O governo revisou o tamanho do teto de gastos em seu último relatório bimestral de receitas e despesas. O impacto da medida é relativamente pequeno, de R$ 1,4 bilhão, mas, na prática, significou uma ampliação no limite de despesas do governo federal, que agora está em R$ 1,681 trilhão, em valores arredondados.
A justificativa para isso foi a mudança na forma de contabilização de pagamentos no âmbito da política de garantia de preços mínimos (PGPM), que, apesar de estarem impactando o resultado primário nos últimos anos, estavam sendo considerados como despesa financeira, sem afetar o teto de gastos.
Em nota técnica que embasou a decisão, o Tesouro e a Secretaria de Orçamento argumentaram que, ao se analisar o registro contábil das operações da PGPM, não se enquadram nas hipóteses legalmente previstas para a classificação como inversão financeira. “Portanto, as despesas executadas na ação ‘2130 – Formação de Estoques Públicos – AGF’, bem como em qualquer outra ação que seja utilizada para registrar despesas com a formação e manutenção de estoques da PGPM, devem ser classificadas como despesas correntes (e não mais como despesas de capital); e despesas primárias discricionárias (e não mais como despesas financeiras), passando, portanto, a ficar sujeitas integralmente ao disposto no art. 9º da LRF, bem como aos limites previstos nos arts. 107 a 114 do ADCT incluídos pela Emenda Constitucional nº 95/2016, alterada pela Emenda Constitucional nº 113/2021”, diz a nota técnica, ressaltando que o tema foi previamente tratado com o Tribunal de Contas da União (TCU).
Para a professora do IDP e especialista em finanças públicas, Cristiane Coelho, o movimento do governo acabou permitindo a redução da necessidade de contingenciamento, que, no último relatório, ficou em R$ 1,7 bilhão. Ela explica que é preciso ficar atento para ver se esse movimento de ampliação do teto a partir da reclassificação de despesas passadas não é isolado, já ocorreu por exemplo com a revisão de gastos dos gastos do Fies há alguns anos.
Cristiane avalia que a nota técnica que embasou a medida pode acabar ensejando revisões de despesas direcionadas a outros fundos, levando a mais ampliações no teto de gastos no futuro. “O impacto dessa nota não é isolado, ela mostra que alterações interpretativas podem ser usadas para aumentar ou reduzir espaço do teto ao longo do tempo”, disse.

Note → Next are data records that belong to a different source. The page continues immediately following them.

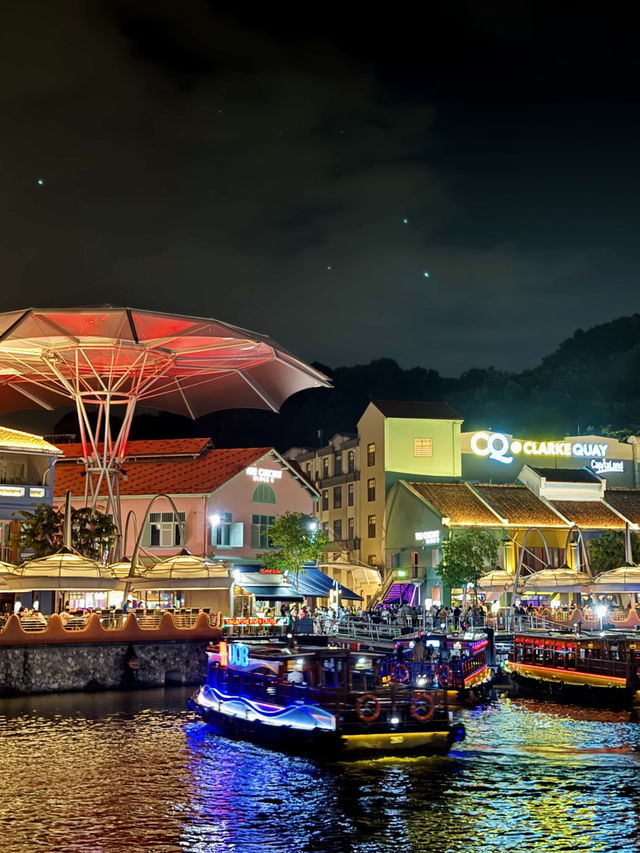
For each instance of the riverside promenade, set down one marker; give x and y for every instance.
(55, 659)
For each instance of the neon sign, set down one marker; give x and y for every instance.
(603, 466)
(236, 654)
(497, 446)
(264, 475)
(429, 537)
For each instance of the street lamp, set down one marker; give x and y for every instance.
(601, 612)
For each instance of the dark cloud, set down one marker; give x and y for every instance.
(260, 171)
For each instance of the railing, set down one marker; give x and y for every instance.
(114, 628)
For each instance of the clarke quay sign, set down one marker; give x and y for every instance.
(500, 448)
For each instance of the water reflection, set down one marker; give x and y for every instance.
(116, 772)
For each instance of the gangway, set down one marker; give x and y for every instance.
(369, 635)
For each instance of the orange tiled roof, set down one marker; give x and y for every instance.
(457, 502)
(519, 505)
(15, 439)
(177, 475)
(151, 447)
(589, 514)
(626, 501)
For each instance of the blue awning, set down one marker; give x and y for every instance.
(311, 581)
(273, 592)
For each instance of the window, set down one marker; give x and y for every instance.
(164, 529)
(226, 534)
(263, 494)
(423, 447)
(260, 526)
(371, 489)
(371, 454)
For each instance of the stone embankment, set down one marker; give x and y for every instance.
(56, 660)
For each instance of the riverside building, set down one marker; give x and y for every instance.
(412, 477)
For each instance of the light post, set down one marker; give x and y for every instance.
(601, 612)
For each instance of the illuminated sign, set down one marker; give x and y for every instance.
(428, 537)
(496, 446)
(603, 466)
(236, 654)
(264, 475)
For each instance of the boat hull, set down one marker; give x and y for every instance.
(578, 687)
(368, 742)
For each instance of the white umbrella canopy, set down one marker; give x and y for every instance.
(557, 580)
(64, 563)
(186, 565)
(64, 570)
(185, 571)
(623, 579)
(122, 569)
(497, 579)
(182, 364)
(110, 357)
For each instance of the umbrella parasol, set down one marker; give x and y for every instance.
(110, 357)
(556, 580)
(185, 571)
(64, 570)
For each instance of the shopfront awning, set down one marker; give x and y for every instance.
(313, 582)
(272, 592)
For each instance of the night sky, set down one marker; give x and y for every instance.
(449, 187)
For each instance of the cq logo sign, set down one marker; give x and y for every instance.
(495, 445)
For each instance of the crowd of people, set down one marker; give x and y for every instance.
(402, 614)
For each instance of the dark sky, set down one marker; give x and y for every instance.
(257, 166)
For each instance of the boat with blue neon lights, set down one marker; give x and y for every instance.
(330, 702)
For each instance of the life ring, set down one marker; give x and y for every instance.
(422, 707)
(400, 672)
(367, 707)
(444, 675)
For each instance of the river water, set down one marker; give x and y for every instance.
(136, 772)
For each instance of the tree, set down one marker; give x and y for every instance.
(299, 542)
(93, 534)
(466, 557)
(608, 551)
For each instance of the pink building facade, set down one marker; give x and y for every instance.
(226, 499)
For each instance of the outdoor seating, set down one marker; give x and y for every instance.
(28, 624)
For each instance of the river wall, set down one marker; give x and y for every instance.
(55, 660)
(109, 666)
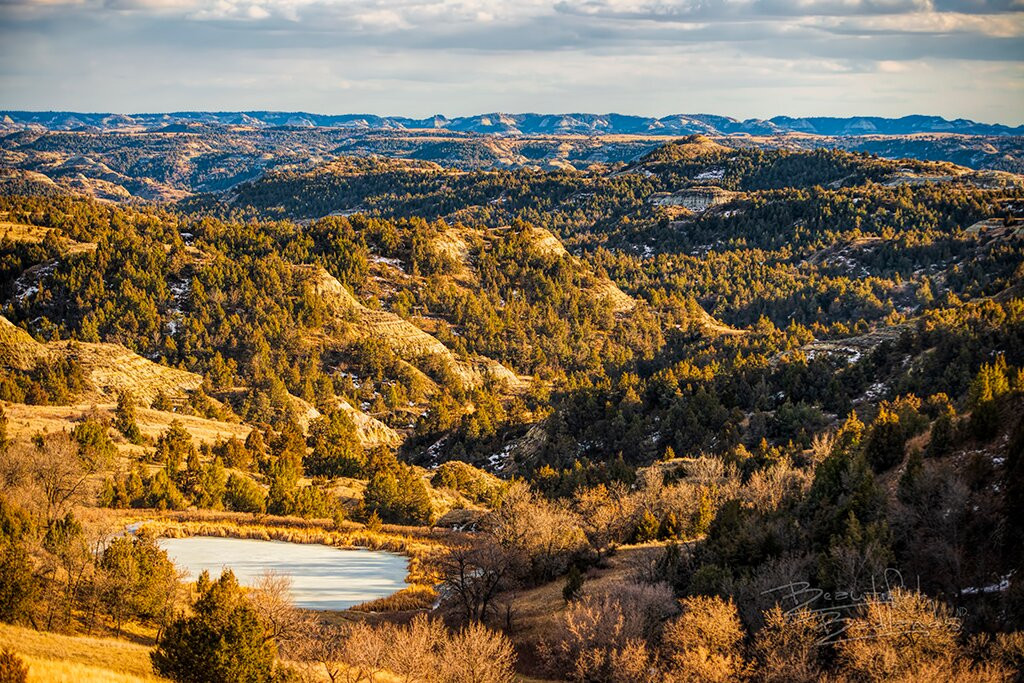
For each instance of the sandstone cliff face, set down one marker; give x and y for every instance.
(408, 341)
(693, 199)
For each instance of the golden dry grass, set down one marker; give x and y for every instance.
(420, 548)
(417, 596)
(26, 421)
(53, 656)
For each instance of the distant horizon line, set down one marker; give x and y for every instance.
(508, 113)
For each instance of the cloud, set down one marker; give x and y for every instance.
(423, 56)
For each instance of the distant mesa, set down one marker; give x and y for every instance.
(516, 124)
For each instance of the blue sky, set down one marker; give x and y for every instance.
(418, 57)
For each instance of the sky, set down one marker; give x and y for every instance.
(745, 58)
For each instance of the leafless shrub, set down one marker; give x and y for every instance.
(704, 643)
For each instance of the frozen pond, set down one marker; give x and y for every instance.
(323, 578)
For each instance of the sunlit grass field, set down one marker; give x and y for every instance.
(59, 658)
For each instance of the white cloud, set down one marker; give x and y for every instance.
(747, 57)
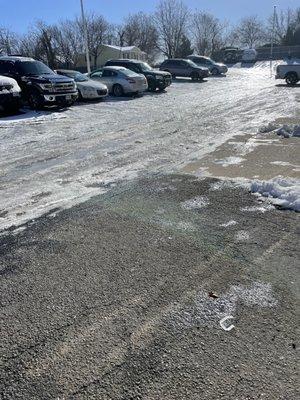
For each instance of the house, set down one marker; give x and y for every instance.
(109, 52)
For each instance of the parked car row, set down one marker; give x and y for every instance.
(31, 80)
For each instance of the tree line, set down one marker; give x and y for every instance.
(173, 30)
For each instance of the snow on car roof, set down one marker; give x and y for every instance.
(16, 58)
(114, 67)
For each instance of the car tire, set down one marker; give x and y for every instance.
(151, 86)
(80, 97)
(291, 78)
(195, 76)
(35, 100)
(117, 90)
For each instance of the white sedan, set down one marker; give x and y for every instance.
(120, 80)
(87, 88)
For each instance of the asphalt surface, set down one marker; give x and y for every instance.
(121, 297)
(55, 159)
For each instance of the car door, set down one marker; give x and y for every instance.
(183, 68)
(176, 68)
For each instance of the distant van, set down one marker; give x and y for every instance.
(249, 55)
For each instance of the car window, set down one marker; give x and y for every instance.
(134, 68)
(33, 68)
(128, 72)
(97, 74)
(109, 73)
(6, 67)
(190, 63)
(145, 67)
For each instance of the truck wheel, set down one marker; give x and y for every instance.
(118, 90)
(35, 100)
(291, 78)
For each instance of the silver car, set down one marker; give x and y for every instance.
(87, 88)
(120, 80)
(214, 68)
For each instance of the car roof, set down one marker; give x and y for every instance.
(115, 67)
(16, 58)
(125, 60)
(67, 70)
(176, 59)
(198, 56)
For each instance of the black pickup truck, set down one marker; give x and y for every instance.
(155, 79)
(39, 84)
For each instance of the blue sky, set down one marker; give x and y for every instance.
(19, 15)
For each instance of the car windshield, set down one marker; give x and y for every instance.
(34, 68)
(128, 72)
(191, 63)
(145, 67)
(77, 76)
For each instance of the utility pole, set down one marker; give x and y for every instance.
(272, 40)
(86, 42)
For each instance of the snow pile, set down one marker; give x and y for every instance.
(229, 161)
(195, 203)
(282, 192)
(289, 131)
(284, 131)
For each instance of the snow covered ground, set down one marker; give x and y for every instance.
(53, 160)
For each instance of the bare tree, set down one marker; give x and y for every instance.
(99, 31)
(68, 41)
(286, 22)
(171, 19)
(8, 41)
(28, 45)
(250, 32)
(139, 30)
(207, 32)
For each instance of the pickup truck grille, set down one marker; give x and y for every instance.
(6, 87)
(62, 87)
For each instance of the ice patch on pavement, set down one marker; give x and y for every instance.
(241, 236)
(229, 161)
(195, 203)
(229, 223)
(280, 191)
(261, 209)
(284, 164)
(285, 131)
(207, 311)
(222, 184)
(30, 117)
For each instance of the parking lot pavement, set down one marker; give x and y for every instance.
(122, 297)
(52, 160)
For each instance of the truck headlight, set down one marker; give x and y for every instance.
(46, 86)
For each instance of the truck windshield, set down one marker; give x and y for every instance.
(145, 67)
(77, 76)
(33, 68)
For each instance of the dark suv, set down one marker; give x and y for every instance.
(156, 79)
(40, 85)
(186, 68)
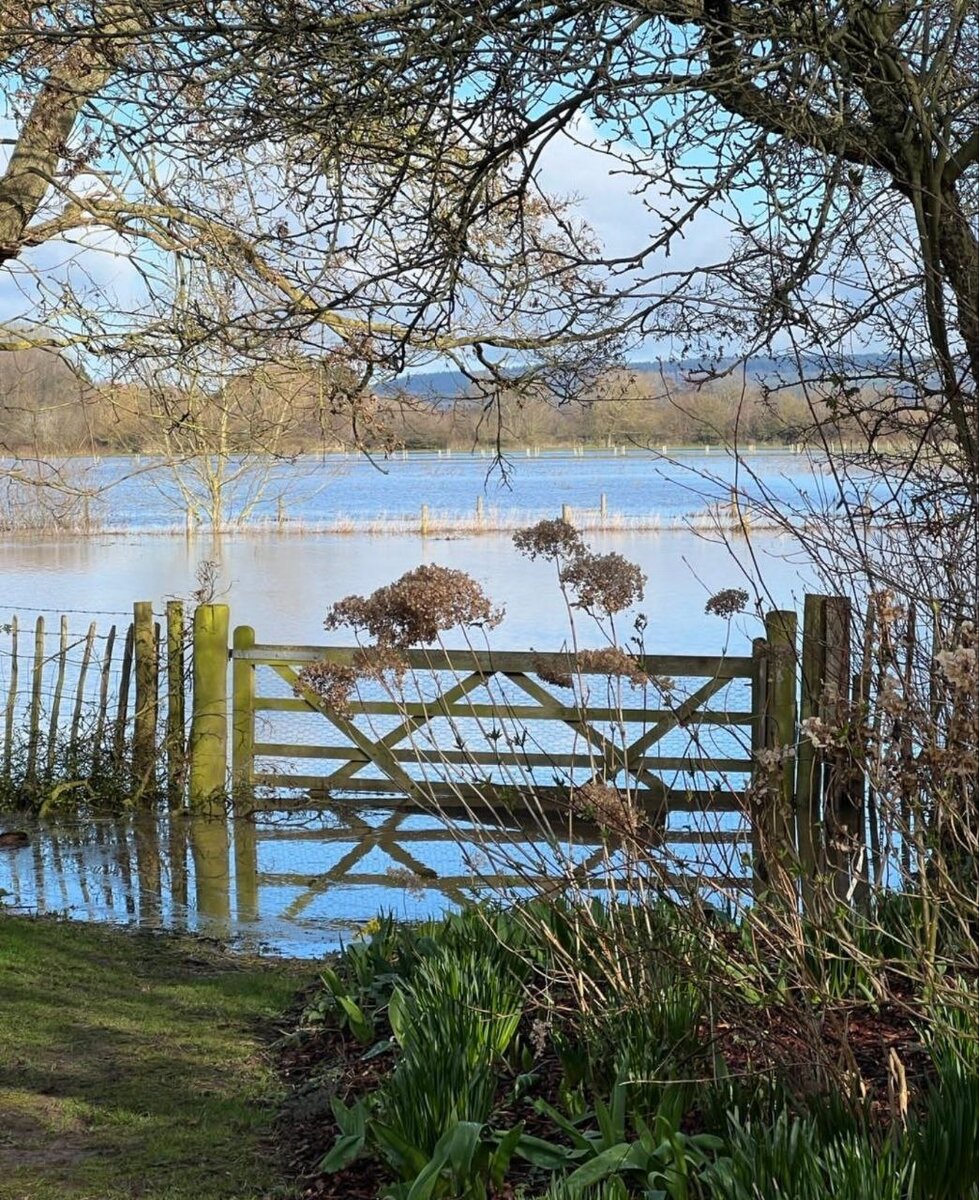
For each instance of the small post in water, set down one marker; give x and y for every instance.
(176, 749)
(146, 687)
(209, 723)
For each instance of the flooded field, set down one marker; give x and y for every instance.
(299, 882)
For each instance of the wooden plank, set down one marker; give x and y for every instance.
(683, 712)
(695, 801)
(209, 720)
(103, 697)
(486, 757)
(382, 755)
(506, 661)
(611, 754)
(809, 799)
(412, 724)
(517, 712)
(146, 659)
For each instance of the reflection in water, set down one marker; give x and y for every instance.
(300, 882)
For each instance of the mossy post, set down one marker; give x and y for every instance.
(242, 742)
(774, 743)
(176, 749)
(146, 683)
(209, 723)
(809, 779)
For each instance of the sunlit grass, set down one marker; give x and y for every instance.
(134, 1066)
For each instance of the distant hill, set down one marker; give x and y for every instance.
(454, 384)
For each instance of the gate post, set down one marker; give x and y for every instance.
(774, 732)
(176, 760)
(809, 779)
(146, 693)
(209, 724)
(242, 721)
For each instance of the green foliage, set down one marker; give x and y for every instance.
(79, 777)
(944, 1131)
(788, 1159)
(455, 1001)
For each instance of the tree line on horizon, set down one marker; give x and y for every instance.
(48, 408)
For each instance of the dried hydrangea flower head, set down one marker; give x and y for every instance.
(727, 603)
(602, 583)
(605, 583)
(415, 609)
(548, 539)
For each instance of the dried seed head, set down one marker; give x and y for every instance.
(332, 682)
(548, 539)
(612, 661)
(415, 609)
(552, 672)
(604, 582)
(727, 603)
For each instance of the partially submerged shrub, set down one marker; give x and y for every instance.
(415, 609)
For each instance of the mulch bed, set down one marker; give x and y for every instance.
(852, 1042)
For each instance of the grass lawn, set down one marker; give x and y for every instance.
(133, 1065)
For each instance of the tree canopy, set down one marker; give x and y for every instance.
(372, 169)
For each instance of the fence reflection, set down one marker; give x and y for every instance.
(301, 882)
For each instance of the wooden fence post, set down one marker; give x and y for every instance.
(209, 721)
(11, 700)
(59, 691)
(760, 706)
(103, 699)
(79, 695)
(242, 743)
(775, 729)
(176, 749)
(146, 693)
(809, 779)
(844, 809)
(828, 796)
(122, 707)
(34, 736)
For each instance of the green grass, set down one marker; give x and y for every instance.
(134, 1066)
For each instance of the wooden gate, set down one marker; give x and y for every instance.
(497, 729)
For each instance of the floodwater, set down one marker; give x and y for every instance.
(323, 491)
(300, 882)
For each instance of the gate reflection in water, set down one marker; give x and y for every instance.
(300, 883)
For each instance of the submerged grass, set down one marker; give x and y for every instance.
(134, 1065)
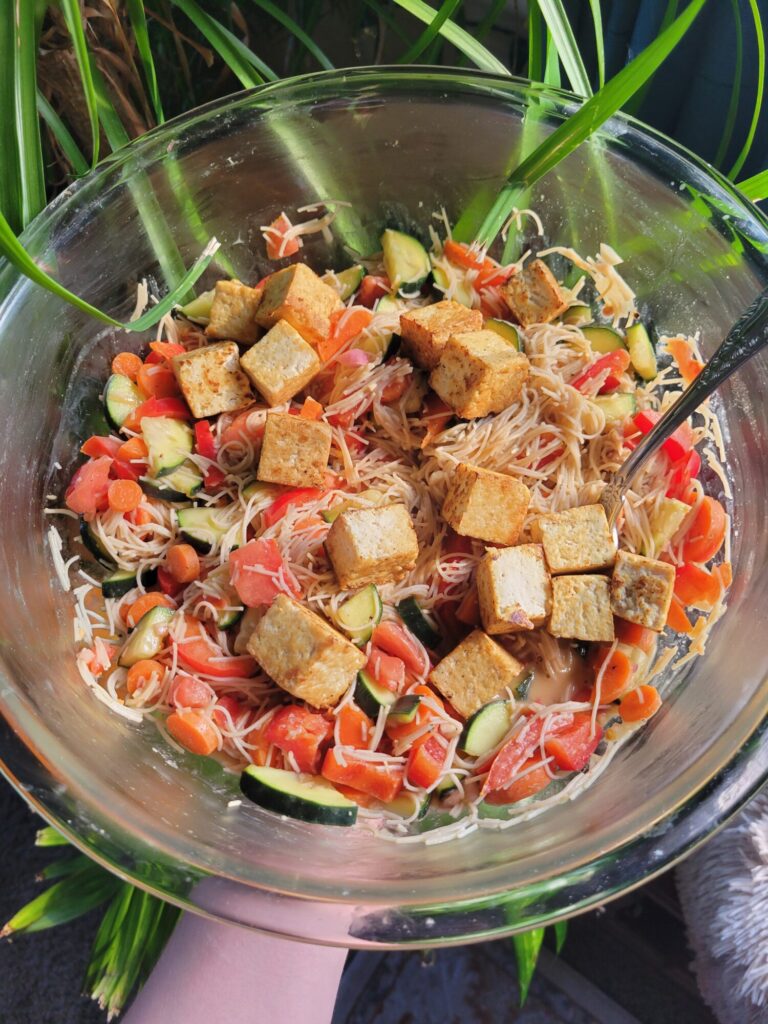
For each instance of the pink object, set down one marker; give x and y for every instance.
(220, 974)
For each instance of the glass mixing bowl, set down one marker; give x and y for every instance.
(397, 144)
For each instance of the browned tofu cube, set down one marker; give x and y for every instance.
(297, 295)
(474, 673)
(233, 312)
(641, 590)
(377, 545)
(211, 380)
(282, 364)
(534, 296)
(576, 541)
(304, 654)
(486, 505)
(581, 608)
(426, 330)
(479, 373)
(513, 589)
(294, 451)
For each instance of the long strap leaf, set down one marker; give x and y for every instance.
(587, 120)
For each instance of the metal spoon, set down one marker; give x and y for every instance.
(748, 336)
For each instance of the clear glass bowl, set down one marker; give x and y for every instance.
(397, 144)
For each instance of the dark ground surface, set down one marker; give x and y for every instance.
(627, 965)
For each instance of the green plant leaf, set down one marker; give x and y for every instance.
(477, 53)
(288, 23)
(430, 33)
(527, 944)
(760, 37)
(137, 18)
(567, 136)
(71, 11)
(565, 44)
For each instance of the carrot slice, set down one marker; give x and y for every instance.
(640, 704)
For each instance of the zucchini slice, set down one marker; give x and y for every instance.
(406, 261)
(418, 623)
(307, 798)
(641, 351)
(358, 614)
(507, 331)
(121, 397)
(602, 339)
(169, 441)
(485, 728)
(371, 697)
(146, 639)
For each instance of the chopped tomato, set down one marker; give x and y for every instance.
(707, 532)
(258, 573)
(87, 494)
(301, 732)
(396, 640)
(281, 505)
(572, 745)
(381, 780)
(206, 658)
(425, 762)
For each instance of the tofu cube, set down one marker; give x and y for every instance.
(233, 312)
(294, 451)
(581, 608)
(641, 590)
(486, 505)
(479, 373)
(281, 365)
(514, 589)
(426, 330)
(534, 296)
(576, 541)
(474, 673)
(297, 295)
(211, 380)
(304, 654)
(377, 545)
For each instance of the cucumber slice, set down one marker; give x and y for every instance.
(371, 697)
(199, 309)
(177, 486)
(121, 397)
(485, 728)
(203, 526)
(641, 351)
(307, 798)
(504, 330)
(404, 709)
(602, 339)
(358, 614)
(577, 315)
(345, 283)
(616, 407)
(121, 582)
(146, 639)
(406, 261)
(169, 441)
(418, 623)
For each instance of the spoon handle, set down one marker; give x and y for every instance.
(744, 339)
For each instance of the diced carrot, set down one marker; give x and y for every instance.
(127, 364)
(640, 704)
(194, 730)
(311, 410)
(124, 496)
(140, 674)
(183, 562)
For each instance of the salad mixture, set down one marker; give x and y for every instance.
(350, 539)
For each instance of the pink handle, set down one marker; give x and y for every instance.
(211, 973)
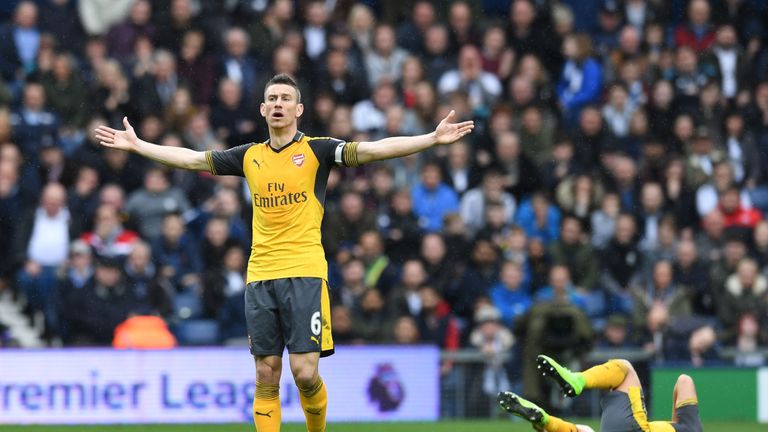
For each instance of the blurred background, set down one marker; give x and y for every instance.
(610, 202)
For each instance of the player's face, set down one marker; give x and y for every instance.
(281, 107)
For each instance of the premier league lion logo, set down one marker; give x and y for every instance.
(385, 388)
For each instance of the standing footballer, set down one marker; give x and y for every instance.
(286, 298)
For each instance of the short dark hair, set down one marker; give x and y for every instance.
(284, 79)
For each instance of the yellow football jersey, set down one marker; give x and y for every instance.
(288, 193)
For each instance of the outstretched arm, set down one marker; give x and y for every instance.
(126, 140)
(388, 148)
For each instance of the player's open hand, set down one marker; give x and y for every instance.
(117, 139)
(447, 132)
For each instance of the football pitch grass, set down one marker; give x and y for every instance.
(443, 426)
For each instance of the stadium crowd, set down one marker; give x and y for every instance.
(611, 195)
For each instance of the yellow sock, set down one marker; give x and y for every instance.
(606, 376)
(266, 407)
(660, 426)
(314, 400)
(555, 424)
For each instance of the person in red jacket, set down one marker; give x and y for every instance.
(734, 214)
(143, 332)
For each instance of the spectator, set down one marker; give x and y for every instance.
(603, 220)
(581, 77)
(176, 254)
(143, 332)
(482, 87)
(525, 37)
(579, 195)
(475, 202)
(122, 37)
(746, 294)
(180, 110)
(665, 312)
(692, 275)
(173, 25)
(64, 93)
(93, 312)
(369, 115)
(406, 332)
(618, 111)
(385, 60)
(433, 199)
(606, 36)
(438, 265)
(555, 326)
(33, 126)
(510, 295)
(59, 18)
(403, 229)
(380, 272)
(492, 339)
(560, 165)
(621, 263)
(461, 26)
(591, 140)
(342, 227)
(372, 321)
(153, 292)
(405, 298)
(109, 238)
(338, 80)
(231, 118)
(742, 153)
(460, 168)
(539, 218)
(149, 205)
(20, 42)
(437, 59)
(77, 274)
(698, 33)
(733, 251)
(576, 254)
(689, 76)
(220, 284)
(733, 62)
(536, 135)
(477, 277)
(734, 214)
(152, 94)
(41, 250)
(519, 171)
(352, 285)
(411, 34)
(111, 94)
(708, 194)
(196, 67)
(660, 109)
(711, 239)
(217, 240)
(236, 64)
(649, 215)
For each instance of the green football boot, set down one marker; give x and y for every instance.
(571, 383)
(520, 407)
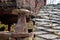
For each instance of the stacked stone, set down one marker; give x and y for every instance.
(48, 25)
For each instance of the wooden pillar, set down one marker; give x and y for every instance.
(21, 24)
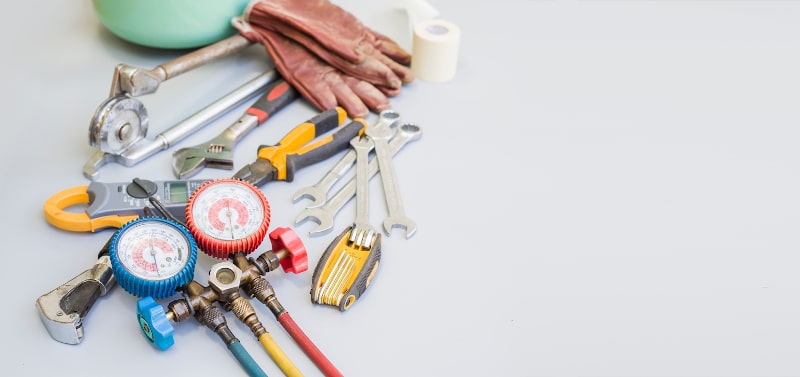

O consultor do Senado e também especialista em finanças públicas, Vinicius Amaral, vai na mesma direção. “A elevação do teto para 2022 colaborou para que o bloqueio de despesas anunciado pudesse ser menor. Caso não tivesse ocorrido, o bloqueio seria de 3,1 bilhões, ao invés de 1,7 bilhão. Além disso, essa reclassificação pode ter ainda outros impactos, como exigir revisão dos registros de receitas e despesas primárias desde 2016”,
Em resposta ao JOTA, o Ministério da Economia destacou que não faz essas revisões buscando ampliar o teto e sim se manter aderente às regras previstas na Constituição e na legislação de forma geral. “Tais revisões são feitas de ofício, quando se detecta a necessidade de corrigir a classificação de despesas, à luz da legislação vigente em 2016, ano base do teto, o que implica na necessidade de revisão dessa base. As revisões não possuem efeitos retroativos, valem apenas do momento em que se corrige a base para frente, pois os limites do Teto são anuais e não podem ser transportados de um exercício para o outro”, explicou a pasta.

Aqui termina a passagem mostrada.